There's a little mystery about The Young Messiah that suggests to me that there were problems during production. The one-sheet poster outside the theater says The Young Messiah is based on the novel Christ the Lord: Out of Egypt by best-selling vampire story writer Anne Rice, but I saw in the credits of the movie itself no mention of Anne Rice; so I bought a copy of the paperback and found in it two notes by Rice that described several years' worth of background study of Jesus and His times as well as testimony of Rice's sincere Christian belief and a notice for the second volume of what promises to be a many-volume biography of Jesus.
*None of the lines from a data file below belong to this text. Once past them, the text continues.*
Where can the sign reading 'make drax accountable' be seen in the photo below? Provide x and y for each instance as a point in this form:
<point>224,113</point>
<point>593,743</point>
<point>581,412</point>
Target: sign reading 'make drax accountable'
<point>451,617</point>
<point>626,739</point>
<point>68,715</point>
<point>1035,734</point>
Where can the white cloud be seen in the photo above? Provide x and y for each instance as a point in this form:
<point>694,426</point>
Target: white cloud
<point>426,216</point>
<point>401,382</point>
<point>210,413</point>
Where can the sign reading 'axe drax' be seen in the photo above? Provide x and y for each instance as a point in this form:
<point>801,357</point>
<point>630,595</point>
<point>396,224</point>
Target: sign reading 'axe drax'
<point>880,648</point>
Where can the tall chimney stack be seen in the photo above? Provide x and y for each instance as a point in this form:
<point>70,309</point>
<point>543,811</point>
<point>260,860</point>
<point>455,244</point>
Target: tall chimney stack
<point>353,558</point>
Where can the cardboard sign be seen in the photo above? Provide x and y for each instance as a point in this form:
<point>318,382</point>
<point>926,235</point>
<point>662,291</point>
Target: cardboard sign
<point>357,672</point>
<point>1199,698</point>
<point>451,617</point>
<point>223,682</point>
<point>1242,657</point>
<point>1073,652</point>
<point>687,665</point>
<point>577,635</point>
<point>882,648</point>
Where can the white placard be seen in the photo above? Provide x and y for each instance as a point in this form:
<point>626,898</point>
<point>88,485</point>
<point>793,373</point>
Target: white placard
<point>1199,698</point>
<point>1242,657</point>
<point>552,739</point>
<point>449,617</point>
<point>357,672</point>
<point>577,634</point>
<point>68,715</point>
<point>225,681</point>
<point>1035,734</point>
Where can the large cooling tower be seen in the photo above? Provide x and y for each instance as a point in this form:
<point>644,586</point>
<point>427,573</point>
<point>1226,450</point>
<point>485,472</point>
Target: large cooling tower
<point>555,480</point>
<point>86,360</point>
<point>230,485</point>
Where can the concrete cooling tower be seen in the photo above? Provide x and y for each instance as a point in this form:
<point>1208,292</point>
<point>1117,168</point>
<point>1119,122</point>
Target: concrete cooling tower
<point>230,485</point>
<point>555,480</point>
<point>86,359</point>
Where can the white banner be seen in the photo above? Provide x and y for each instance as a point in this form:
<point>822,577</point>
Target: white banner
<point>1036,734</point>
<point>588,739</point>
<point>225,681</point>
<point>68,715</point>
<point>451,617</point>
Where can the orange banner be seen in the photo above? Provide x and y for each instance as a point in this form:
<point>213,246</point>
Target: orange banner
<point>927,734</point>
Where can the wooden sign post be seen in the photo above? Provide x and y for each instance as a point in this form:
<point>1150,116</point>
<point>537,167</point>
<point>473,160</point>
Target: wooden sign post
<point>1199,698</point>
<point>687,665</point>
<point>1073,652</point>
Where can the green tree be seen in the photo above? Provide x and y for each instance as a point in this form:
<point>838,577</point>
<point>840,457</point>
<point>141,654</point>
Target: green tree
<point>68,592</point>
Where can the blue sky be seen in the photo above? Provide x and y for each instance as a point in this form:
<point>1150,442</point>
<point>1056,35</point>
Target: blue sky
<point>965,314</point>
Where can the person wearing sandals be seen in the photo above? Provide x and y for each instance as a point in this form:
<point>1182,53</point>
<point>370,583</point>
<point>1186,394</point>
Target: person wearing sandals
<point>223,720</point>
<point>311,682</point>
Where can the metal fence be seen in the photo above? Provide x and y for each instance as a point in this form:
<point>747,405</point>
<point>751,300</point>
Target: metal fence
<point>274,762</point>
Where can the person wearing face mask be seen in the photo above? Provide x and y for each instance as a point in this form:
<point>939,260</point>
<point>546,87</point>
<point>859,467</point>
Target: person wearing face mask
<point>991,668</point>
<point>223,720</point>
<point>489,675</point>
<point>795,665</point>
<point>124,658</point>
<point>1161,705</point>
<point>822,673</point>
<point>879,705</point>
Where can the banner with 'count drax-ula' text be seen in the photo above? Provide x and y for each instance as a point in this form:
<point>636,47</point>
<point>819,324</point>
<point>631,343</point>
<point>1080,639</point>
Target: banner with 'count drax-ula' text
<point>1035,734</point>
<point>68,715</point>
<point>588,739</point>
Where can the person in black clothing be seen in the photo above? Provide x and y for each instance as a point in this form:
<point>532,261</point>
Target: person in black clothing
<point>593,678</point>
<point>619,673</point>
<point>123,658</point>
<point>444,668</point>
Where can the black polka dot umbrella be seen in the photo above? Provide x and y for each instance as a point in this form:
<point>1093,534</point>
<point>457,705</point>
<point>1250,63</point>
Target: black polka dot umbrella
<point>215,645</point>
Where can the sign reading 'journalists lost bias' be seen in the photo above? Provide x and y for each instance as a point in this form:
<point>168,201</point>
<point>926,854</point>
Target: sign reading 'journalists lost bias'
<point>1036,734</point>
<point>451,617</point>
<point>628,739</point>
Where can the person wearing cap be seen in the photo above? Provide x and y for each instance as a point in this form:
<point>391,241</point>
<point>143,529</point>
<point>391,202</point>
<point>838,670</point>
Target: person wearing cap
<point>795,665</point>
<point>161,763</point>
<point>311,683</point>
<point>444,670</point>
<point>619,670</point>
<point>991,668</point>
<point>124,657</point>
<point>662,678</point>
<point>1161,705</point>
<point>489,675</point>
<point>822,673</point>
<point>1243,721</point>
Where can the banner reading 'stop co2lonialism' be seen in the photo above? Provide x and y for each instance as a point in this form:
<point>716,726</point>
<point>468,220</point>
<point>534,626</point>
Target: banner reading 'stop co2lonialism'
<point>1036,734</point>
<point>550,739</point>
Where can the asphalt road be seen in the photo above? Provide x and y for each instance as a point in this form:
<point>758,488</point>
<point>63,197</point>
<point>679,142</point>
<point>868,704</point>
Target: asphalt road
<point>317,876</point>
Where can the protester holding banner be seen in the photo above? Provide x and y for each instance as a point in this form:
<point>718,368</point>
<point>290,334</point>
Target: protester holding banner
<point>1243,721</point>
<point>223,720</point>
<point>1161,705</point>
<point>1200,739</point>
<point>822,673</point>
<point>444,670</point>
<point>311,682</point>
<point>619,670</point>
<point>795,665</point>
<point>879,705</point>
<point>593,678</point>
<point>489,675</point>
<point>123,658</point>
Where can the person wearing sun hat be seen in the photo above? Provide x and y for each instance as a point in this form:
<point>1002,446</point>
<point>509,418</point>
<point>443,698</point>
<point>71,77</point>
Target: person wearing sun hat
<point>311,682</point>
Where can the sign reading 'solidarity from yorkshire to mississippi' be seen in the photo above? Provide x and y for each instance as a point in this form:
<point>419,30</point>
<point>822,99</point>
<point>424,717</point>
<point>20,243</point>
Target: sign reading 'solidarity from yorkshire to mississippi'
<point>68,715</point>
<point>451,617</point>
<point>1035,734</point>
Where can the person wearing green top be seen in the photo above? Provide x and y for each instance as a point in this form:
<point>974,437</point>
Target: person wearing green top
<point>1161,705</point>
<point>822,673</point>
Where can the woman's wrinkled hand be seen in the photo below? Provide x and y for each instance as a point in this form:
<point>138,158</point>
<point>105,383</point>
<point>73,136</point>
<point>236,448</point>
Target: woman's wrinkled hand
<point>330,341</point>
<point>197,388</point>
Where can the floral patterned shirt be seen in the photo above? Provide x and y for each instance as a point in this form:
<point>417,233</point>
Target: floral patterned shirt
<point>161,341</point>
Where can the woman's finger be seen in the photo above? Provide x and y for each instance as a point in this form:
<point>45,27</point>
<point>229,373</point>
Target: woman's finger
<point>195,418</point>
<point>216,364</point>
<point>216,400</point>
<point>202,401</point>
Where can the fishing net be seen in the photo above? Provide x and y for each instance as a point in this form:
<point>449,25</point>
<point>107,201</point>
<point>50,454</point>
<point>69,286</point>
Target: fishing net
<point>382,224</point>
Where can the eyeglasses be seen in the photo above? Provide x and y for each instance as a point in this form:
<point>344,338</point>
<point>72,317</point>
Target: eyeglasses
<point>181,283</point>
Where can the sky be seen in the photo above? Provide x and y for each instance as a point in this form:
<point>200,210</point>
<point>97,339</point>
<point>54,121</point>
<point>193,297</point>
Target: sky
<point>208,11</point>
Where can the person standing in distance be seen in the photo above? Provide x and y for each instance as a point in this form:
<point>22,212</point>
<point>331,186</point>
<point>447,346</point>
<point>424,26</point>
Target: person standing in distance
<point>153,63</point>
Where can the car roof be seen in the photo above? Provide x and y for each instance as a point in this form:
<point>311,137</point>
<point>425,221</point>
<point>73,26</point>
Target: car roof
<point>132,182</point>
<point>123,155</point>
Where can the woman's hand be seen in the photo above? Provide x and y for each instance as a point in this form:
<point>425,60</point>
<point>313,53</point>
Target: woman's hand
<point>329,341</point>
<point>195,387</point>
The credits in the movie city no historical authority whatsoever, and I would have expected the producers to have used the name of as popular a writer as Anne Rice, unless Rice herself wanted her name kept off the project.

Which she might well have wanted to do.

Jesus is played by a supposed seven-year-old who shows no acting talent to speak of and is badly cast; he is obviously not a Mediterranean type, his fair skin would surely crinkle under a desert sun, and he's so delicately pretty that I at first wondered why Christ was being played by a little girl. The novel pretends to be written by Christ in his later years, which enables Rice to reveal His thoughts to a degree the movie can't approximate, and this raises serious questions the novel at least tries to answer. Most importantly, since Jesus is already building a record for raising the dead and giving sight to the blind, why has He never been told the story of his miraculous birth?